De Russische maatschappij
Maar dan de Russische maatschappij: de kerk is passief, en de overheid had alleen militaire doelen. De tsaar Peter de Grote heeft ingezien hoe het Westen een voorsprong had genomen in maatschappelijke organisatie. Hij probeerde daar van alles van over te nemen om Rusland tot ontwikkeling te brengen. Maar het lukte steeds niet. De maatschappij bleef een zaak van grootgrondbezitters en arme boeren. Rusland had bijna geen steden. Petersburg was op het Westen gericht, en dat was vooral goed voor inkomsten door export. Hoe moest dat verder? In de 20e eeuw in de Russische revolutie van 1917 kwam dat tot een uitbarsting. Op de een of andere manier moest de Russische maatschappij toch ook het westerse organisatievermogen beërven. Maar hoe moeilijk is dat?
[1] Zie Rosenstock–Huessy, Die Furt der Franken, in E.Rosenstock-Huessy, E., Wittig, J., 1998. Das Alter der Kirche, in Agenda, Munster, pp.463 ff. (Orig. 1928).
[2] Zie Moore, R.I., 2000. The first European Revolution, 970-1215, Blackwell Publishing, Oxford.
[3] Zie Rosenstock–Huessy, E., 1989. Die Europäischen Revolutionen und der Charakter der Nationen, Moers, Brendow (Orig. 1931).
[4] Zie K.S. Aksakow, Ausgewählte Schriften, in Hans Ehrenberg, 1923. Östliches Christentum, Oskar Beck München 88, ff.

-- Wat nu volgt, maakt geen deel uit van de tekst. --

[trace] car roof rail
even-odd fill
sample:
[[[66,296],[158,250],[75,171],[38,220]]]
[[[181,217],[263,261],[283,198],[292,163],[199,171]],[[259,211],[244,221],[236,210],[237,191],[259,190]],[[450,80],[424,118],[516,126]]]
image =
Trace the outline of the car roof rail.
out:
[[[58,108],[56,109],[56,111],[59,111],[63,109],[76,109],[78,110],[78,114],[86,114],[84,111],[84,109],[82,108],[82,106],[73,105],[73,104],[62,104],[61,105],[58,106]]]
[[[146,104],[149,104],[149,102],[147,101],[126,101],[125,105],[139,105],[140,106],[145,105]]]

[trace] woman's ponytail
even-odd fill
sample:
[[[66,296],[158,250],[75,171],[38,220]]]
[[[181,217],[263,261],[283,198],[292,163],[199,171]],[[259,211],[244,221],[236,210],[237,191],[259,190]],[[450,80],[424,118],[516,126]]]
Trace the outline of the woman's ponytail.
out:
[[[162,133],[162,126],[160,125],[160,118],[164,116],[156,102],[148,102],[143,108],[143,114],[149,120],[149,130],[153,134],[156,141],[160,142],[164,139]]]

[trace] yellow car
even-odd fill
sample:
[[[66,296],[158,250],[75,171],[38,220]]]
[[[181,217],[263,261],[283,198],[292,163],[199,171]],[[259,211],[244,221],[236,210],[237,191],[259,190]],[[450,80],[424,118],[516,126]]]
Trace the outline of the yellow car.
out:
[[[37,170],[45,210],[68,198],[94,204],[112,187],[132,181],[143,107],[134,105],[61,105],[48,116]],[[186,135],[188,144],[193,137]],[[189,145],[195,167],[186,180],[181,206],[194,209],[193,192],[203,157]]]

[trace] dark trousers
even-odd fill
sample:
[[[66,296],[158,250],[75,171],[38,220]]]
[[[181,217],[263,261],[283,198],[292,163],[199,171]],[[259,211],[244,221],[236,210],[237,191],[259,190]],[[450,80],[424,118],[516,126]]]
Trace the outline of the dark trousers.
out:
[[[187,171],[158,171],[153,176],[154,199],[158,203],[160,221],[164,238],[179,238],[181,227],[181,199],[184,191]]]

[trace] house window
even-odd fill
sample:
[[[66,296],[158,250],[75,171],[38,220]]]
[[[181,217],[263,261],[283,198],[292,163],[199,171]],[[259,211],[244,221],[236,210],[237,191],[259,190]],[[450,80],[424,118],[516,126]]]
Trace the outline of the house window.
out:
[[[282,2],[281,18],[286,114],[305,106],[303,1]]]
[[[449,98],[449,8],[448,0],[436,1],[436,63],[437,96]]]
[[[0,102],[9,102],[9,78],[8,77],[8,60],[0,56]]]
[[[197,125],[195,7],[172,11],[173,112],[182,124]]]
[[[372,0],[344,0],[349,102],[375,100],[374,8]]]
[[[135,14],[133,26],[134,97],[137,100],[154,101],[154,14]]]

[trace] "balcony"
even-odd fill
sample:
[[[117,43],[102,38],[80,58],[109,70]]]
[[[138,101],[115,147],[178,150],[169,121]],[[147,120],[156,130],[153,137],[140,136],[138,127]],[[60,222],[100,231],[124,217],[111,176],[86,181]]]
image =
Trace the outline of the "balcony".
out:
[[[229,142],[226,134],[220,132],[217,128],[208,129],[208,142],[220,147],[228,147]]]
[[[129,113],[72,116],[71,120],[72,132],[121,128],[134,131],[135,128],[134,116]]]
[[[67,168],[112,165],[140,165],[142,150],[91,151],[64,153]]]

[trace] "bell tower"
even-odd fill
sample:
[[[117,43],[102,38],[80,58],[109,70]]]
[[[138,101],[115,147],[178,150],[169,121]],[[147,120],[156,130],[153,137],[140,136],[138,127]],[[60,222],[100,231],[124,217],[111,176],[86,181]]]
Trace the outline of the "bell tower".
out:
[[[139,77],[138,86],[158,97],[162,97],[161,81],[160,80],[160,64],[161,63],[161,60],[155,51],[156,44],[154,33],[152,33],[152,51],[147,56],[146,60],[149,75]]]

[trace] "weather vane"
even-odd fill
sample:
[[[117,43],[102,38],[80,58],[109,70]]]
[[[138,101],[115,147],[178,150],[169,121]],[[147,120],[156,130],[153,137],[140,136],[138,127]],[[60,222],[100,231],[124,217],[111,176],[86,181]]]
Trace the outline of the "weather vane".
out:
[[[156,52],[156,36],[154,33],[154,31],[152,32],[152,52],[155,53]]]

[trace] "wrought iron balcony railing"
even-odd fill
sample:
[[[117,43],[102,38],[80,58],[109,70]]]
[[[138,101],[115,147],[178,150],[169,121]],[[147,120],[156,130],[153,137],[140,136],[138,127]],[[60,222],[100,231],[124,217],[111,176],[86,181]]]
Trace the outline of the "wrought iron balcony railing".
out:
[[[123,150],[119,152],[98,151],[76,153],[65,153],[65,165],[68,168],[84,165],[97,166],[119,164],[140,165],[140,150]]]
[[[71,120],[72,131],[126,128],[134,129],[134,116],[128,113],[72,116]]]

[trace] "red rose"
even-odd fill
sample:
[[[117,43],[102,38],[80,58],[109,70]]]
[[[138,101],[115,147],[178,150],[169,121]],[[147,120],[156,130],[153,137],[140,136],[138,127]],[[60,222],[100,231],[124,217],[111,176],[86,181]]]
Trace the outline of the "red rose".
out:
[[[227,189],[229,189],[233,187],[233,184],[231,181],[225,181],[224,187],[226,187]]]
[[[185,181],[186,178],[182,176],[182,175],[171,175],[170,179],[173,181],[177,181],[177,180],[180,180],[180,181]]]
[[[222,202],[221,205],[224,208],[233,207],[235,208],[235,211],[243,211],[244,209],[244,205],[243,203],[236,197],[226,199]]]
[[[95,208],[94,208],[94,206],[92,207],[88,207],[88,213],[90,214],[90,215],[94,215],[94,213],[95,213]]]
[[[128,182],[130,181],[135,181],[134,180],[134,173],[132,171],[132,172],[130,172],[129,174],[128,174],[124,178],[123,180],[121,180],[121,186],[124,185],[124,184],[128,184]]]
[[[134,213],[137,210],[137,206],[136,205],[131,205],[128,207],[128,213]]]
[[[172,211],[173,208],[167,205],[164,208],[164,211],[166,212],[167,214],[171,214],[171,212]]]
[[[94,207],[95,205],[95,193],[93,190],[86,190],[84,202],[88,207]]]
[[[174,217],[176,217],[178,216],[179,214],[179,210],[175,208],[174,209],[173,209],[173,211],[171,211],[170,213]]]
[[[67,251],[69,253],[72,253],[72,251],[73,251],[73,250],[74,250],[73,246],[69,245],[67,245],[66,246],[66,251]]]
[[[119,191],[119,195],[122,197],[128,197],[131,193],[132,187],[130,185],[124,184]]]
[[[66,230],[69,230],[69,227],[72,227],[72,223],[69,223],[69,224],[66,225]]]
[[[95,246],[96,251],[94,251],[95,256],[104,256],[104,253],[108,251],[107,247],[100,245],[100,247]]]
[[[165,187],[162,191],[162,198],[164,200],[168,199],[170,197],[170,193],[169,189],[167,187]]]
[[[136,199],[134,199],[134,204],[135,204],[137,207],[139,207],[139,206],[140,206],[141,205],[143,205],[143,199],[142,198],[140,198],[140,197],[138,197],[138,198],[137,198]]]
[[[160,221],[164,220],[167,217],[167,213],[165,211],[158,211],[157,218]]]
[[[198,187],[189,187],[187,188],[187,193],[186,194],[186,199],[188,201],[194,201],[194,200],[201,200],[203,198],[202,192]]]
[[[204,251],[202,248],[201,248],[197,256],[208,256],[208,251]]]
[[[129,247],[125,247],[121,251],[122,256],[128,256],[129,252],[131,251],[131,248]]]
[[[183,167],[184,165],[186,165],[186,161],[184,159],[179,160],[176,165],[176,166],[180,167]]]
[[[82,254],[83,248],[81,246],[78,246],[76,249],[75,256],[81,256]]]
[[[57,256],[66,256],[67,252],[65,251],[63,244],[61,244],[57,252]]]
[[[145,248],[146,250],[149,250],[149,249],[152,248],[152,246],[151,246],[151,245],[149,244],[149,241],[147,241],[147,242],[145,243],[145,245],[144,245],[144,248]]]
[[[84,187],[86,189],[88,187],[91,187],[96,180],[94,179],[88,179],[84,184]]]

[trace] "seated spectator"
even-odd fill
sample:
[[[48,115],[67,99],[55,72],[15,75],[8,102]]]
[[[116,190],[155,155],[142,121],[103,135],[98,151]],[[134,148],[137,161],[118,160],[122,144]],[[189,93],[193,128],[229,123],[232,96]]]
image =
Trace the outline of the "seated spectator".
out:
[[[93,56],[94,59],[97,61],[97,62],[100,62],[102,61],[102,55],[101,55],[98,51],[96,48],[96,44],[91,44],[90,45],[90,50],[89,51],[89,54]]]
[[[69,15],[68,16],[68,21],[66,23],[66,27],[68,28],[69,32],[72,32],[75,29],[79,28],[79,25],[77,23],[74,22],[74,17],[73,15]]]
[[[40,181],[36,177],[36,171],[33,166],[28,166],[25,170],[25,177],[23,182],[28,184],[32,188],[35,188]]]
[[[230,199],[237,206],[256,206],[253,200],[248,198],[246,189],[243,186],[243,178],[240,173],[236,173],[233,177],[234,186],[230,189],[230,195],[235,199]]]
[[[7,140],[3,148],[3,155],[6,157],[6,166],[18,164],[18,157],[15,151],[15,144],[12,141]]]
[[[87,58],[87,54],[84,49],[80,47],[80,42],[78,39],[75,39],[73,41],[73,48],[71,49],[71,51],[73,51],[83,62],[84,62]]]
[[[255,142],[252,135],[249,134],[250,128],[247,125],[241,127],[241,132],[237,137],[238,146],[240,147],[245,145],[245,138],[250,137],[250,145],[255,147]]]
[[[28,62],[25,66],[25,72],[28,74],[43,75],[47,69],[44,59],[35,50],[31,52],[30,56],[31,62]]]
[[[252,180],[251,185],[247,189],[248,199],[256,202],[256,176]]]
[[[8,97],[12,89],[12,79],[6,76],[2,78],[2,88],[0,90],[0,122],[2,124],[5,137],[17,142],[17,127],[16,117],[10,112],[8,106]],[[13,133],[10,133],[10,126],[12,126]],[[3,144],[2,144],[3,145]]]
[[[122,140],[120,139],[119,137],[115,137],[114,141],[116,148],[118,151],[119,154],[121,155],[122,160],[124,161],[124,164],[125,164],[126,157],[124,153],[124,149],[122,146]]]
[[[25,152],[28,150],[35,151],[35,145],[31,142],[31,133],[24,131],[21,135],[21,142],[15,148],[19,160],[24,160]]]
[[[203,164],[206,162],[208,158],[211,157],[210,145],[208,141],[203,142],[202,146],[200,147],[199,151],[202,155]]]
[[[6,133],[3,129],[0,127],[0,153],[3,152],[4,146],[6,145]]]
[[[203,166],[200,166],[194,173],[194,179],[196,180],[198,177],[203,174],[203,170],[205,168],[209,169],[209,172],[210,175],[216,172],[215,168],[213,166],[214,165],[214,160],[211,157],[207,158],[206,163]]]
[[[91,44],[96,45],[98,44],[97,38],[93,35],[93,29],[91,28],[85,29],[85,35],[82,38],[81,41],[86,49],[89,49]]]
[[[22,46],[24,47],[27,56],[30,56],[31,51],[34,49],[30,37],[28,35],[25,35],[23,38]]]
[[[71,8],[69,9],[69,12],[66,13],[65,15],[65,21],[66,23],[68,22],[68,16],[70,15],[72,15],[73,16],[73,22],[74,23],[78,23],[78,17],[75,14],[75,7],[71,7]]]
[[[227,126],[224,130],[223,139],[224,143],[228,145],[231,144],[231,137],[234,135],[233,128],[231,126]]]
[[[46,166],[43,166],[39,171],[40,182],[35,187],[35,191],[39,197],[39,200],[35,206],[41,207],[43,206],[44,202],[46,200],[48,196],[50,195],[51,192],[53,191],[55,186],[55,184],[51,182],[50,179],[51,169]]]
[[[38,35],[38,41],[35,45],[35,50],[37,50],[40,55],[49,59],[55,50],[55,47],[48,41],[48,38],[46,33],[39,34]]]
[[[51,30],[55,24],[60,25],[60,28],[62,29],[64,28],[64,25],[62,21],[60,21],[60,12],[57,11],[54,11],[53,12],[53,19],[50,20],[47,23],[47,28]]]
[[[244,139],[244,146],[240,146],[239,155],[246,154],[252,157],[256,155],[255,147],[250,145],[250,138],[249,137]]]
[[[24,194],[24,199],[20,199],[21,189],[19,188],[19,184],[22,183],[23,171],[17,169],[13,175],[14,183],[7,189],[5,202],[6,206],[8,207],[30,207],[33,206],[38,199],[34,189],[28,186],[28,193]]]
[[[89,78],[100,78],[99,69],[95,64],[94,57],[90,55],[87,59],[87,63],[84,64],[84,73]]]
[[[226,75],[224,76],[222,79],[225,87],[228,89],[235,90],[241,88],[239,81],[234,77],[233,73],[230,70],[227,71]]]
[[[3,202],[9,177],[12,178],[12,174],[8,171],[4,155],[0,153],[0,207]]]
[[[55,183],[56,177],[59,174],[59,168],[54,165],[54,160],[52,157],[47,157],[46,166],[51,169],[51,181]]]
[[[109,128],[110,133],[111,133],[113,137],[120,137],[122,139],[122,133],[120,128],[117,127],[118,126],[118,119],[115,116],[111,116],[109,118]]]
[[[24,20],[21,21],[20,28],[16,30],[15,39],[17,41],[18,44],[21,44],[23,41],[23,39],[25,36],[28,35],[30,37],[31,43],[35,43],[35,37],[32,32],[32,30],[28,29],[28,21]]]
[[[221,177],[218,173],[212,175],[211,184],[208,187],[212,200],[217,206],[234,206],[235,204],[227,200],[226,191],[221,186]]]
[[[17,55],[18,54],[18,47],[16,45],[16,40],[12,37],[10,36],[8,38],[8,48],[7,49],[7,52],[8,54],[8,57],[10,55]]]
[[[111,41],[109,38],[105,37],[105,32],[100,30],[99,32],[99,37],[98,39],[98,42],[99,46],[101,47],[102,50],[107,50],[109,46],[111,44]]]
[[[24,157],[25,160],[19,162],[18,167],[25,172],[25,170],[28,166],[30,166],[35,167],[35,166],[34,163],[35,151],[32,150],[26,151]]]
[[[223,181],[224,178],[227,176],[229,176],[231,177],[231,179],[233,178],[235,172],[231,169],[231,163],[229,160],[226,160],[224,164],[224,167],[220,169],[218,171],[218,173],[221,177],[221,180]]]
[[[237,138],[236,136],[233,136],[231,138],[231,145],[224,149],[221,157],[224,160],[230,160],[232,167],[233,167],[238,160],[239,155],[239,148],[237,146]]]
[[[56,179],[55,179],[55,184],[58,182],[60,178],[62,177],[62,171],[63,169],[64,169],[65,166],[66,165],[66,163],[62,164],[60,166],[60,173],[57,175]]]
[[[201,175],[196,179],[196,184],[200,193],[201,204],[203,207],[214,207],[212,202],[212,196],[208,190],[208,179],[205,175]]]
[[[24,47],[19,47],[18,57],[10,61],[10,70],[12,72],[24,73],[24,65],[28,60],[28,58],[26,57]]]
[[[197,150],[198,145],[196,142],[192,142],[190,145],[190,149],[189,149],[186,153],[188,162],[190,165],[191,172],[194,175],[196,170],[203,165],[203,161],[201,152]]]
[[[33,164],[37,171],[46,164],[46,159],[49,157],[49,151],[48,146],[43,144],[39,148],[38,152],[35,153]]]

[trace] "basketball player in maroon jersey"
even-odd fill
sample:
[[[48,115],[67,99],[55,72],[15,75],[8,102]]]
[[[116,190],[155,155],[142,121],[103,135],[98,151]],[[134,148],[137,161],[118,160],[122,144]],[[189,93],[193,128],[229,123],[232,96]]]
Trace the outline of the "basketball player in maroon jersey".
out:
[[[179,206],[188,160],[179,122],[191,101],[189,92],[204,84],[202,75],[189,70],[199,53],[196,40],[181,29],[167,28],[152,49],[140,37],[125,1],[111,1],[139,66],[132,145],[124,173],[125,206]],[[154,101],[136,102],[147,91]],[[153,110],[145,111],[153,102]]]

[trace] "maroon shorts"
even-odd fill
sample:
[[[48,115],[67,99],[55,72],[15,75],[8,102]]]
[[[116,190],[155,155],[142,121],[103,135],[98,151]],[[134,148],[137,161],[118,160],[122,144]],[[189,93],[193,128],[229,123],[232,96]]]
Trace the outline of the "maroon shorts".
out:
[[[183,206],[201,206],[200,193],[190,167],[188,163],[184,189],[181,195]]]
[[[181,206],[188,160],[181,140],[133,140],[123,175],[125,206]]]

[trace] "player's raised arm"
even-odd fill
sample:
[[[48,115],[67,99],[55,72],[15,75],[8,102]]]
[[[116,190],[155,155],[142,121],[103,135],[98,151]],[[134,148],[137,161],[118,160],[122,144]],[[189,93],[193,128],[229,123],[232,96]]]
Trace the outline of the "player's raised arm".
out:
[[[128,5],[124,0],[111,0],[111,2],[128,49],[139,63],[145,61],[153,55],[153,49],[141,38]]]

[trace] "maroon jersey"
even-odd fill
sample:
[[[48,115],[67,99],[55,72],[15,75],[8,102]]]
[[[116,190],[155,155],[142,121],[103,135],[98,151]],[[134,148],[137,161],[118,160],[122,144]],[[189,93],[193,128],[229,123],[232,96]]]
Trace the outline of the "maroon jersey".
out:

[5] Karsawin, in Der Geist des Russischen Christentums, wijst op de al-eenheid van God en mens, die ook de kwade mogelijkheid in de liefde opneemt, Bulgakow in Kosmodizee, verzet zich tegen het eschatologische karakter van de katholieke kerk in het Westen, die een dualistische neiging verraadt. Ook de mogelijkheid van het verkeerde en kwade wordt opgenomen in de zelfopofferende liefde van de Vader en de Zoon, zie Ehrenberg, Östliches Christentum, Band II, respectievelijk pp.314 ff., en pp.462 ff. [6] Voor Duitse lezers: Gedurende meer dan 10 jaar heeft de belastingdienst in Nederland door middel van profilering middels algoritmen onterecht duizenden mensen van toeslagen voor kinderopvang en dergelijke beroofd waartoe deze mensen gerechtigd waren, waardoor mensen hun huis uitgezet werden, vele huwelijken opbraken en kinderen uit huis geplaatst werden, alles vanwege schulden en geldgebrek.